Эта двенадцатиметровая комната некогда была ее убежищем. Безопасным и уютным уголком. Но после смерти бабушки она в один миг превратилась из сказочного королевства в пыльную темницу.
Помешкав, Вика переступила порог и потянула за собой старую стальную ручку. Дверь плотно закрылась благодаря прибитой на торец резинке от шланга. Через не до конца сведенные портьеры пробивался столб тепло-желтого мерцающего света от фонарного столба, который, сколько она себя помнила, всегда торчал под окном.
Вика поежилась. Несмотря на теплый и на удивление сухой московский октябрь, из-за резкого спада температуры по ночам в сталинской квартире становилось промозгло и неуютно. В бабушкиной комнате, единственной из всех, не заменили окно на современное евро, отчего уже изрядно рассохшаяся рама пропускала холод даже через плотную ткань штор.
Вику зазнобило. Желтый свет и ее собственная лиловая тень сплелись в причудливые фигуры на старомодных бумажных обоях, заставив девочку вздрогнуть. Табун мурашек, пробежав по ее телу, повис в районе коленок всей своей массой.
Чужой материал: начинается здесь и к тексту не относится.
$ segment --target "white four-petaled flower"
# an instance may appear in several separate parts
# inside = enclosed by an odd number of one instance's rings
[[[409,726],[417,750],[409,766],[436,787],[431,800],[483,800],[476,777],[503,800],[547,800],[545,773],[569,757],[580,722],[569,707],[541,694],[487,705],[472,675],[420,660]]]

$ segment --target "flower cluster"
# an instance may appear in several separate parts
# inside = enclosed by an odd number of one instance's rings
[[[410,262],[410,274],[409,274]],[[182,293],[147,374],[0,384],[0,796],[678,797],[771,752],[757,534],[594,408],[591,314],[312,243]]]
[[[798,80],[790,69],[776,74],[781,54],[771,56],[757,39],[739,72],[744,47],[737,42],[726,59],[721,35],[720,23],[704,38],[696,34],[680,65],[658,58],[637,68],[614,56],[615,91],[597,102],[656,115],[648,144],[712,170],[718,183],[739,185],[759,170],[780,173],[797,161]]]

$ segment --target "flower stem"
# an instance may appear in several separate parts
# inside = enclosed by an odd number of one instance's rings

В завываниях осеннего ветра за окном, как это водится по ночам, да еще и не в своей спальне, девочке послышалось ее имя: «Ви-и-и-ка-а-а». Загадочные звуки оттолкнулись от стен и прозвенели над ней, за ней и, как ей показалось, даже под ней.
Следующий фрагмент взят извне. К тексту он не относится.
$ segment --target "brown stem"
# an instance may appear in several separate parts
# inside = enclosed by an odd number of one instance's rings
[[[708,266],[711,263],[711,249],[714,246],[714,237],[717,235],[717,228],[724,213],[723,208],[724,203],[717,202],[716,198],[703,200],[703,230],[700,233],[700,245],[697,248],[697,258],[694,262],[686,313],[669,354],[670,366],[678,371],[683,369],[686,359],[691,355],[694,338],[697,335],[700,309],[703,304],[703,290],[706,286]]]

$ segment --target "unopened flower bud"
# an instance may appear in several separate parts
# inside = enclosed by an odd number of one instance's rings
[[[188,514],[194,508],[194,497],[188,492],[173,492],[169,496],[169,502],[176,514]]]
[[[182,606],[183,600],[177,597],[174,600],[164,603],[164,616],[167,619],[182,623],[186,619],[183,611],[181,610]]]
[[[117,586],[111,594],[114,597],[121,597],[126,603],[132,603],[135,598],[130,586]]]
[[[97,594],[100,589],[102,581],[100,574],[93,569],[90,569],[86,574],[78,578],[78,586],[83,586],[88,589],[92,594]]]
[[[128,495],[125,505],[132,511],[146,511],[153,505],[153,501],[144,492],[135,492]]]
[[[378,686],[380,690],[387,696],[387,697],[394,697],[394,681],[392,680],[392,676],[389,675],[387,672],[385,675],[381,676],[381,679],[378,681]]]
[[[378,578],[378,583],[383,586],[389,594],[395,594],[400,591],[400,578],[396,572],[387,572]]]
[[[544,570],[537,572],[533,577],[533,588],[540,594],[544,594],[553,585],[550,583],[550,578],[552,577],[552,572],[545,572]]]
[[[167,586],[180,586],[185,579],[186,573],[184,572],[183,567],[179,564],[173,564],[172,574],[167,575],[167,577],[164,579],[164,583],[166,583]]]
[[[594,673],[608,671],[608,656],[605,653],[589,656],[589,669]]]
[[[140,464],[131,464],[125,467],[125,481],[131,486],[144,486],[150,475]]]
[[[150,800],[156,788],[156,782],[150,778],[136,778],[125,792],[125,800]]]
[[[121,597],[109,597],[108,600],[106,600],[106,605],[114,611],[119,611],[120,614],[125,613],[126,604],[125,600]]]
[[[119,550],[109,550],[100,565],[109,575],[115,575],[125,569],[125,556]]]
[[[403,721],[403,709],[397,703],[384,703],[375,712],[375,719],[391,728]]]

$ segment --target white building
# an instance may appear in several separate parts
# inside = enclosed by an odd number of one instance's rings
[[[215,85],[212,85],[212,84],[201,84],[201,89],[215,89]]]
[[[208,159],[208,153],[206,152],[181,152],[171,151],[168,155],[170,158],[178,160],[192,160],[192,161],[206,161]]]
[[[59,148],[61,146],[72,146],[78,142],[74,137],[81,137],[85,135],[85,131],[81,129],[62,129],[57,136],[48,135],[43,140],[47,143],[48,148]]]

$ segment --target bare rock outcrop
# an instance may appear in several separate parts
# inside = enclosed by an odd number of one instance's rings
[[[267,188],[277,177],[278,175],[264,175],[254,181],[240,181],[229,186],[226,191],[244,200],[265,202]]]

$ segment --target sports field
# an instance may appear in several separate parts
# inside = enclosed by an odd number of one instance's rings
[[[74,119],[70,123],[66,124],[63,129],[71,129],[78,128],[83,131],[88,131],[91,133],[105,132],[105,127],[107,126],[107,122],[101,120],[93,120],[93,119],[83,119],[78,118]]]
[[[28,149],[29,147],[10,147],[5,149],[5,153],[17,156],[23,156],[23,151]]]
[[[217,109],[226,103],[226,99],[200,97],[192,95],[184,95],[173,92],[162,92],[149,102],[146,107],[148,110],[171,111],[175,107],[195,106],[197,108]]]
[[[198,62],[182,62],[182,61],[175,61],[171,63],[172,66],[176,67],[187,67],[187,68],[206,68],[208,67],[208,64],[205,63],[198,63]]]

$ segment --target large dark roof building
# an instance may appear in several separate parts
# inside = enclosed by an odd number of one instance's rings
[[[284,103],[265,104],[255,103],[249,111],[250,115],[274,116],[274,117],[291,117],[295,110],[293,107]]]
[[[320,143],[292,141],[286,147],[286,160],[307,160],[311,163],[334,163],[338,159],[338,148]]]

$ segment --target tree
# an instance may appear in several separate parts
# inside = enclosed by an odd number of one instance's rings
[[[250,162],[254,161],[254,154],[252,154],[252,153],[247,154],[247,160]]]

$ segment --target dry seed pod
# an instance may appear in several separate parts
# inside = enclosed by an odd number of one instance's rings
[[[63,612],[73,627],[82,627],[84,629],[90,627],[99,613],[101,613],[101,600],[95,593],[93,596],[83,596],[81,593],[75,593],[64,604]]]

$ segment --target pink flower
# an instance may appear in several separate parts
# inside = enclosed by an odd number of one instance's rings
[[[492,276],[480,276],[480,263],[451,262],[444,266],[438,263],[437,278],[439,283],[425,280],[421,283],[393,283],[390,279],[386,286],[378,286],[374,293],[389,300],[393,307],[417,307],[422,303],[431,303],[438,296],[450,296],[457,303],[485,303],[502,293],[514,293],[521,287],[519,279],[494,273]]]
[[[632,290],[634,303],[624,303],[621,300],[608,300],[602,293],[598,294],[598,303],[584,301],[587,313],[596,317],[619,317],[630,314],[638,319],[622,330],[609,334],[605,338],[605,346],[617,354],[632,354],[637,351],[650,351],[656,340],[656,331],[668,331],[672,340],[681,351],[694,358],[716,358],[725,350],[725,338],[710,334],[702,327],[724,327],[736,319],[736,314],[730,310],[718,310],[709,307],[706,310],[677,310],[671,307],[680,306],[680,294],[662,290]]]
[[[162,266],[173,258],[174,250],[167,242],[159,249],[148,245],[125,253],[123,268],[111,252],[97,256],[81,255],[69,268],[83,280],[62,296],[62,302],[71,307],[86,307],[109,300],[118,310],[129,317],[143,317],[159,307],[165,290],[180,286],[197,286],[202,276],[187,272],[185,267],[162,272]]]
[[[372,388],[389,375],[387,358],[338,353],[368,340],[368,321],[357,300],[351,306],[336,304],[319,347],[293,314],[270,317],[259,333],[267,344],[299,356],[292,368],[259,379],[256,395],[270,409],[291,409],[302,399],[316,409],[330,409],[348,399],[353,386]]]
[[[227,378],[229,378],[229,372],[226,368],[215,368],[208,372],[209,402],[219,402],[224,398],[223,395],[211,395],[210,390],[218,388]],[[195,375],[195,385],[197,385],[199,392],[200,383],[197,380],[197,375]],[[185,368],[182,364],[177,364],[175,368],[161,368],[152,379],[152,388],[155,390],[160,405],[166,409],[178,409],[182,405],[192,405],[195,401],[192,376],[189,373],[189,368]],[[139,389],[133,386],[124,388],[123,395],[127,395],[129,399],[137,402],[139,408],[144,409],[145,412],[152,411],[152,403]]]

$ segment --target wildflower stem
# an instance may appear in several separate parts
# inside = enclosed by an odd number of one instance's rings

Ви-и-и-ка-а-а захрипел кто-то, чье присутствие она отчетливо ощущала каждым волоском своего тела. Девочка, оцепенев от страха, замотала головой, задержала дыхание. Подумала, что если замереть, зажмуриться и как следует втянуть голову в плечи, то ее никто и не заметит. Такой детский способ помогал ей не один раз. Вот только кто мог находиться в этой уже год как запертой комнате и внушать ей первобытный страх, Вика не знала.
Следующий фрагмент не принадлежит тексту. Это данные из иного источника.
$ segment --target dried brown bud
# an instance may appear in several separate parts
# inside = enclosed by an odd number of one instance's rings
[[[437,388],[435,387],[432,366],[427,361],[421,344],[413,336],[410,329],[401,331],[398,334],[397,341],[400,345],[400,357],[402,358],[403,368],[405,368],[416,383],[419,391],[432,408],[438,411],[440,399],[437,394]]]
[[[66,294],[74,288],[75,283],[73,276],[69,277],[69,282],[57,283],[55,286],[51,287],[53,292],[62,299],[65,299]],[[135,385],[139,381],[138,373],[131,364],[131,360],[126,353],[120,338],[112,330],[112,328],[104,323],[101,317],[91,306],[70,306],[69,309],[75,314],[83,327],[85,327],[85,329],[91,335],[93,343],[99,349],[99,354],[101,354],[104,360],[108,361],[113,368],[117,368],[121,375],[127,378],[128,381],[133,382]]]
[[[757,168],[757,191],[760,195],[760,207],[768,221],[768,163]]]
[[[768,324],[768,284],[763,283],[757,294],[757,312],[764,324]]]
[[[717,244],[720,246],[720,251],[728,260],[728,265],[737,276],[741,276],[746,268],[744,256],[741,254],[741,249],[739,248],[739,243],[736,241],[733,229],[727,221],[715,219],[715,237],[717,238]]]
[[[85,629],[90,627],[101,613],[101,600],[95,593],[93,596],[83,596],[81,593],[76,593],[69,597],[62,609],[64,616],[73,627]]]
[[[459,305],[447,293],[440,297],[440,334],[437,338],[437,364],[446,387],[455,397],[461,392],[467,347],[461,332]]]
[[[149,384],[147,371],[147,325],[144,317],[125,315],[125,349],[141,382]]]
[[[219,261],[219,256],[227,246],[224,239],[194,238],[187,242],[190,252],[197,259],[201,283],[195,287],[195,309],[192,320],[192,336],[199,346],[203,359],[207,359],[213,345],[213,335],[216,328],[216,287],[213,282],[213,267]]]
Бабушка умерла прошлой осенью, и все это время комната стаяла закрытая, словно то была и не комната вовсе, а заброшенный дворец с нарядами и реквизитом.
Девочка набрала воздух в легкие и открыла глаза. В зеркале справа отражалась ее собственная тень. На негнущихся ногах, словно в трансе, она двинулась к комоду, над которым была закреплена витиеватая позолоченная рама. С помощью спичек, которые лежали тут же, зажгла свечу. Комнату озарил тусклый сливочный свет.
После смерти бабушки мама заперла комнату на ключ и запретила дочери даже приближаться к ней. Ей не нравилось, что пятнадцатилетний подросток вместо современных увлечений каждую свободную минуту примеряет старые концертные платья, красит губы жирной помадой, а глаза не менее жирным карандашом. А иной раз даже пытается изображать перед зеркалом бабушкин взгляд с поволокой или так же, как и она, сдержанно приседать в реверансе. Хорошо, что у дочери, в отличие от матери, слуха и голоса не было никакого. Вика сначала пыталась спорить с мамой, но потом отступила. Но каждый раз, проходя мимо двери или оставаясь в квартире одна, она из раза в раз замирала перед выкрашенным в белый цвет дверным полотном.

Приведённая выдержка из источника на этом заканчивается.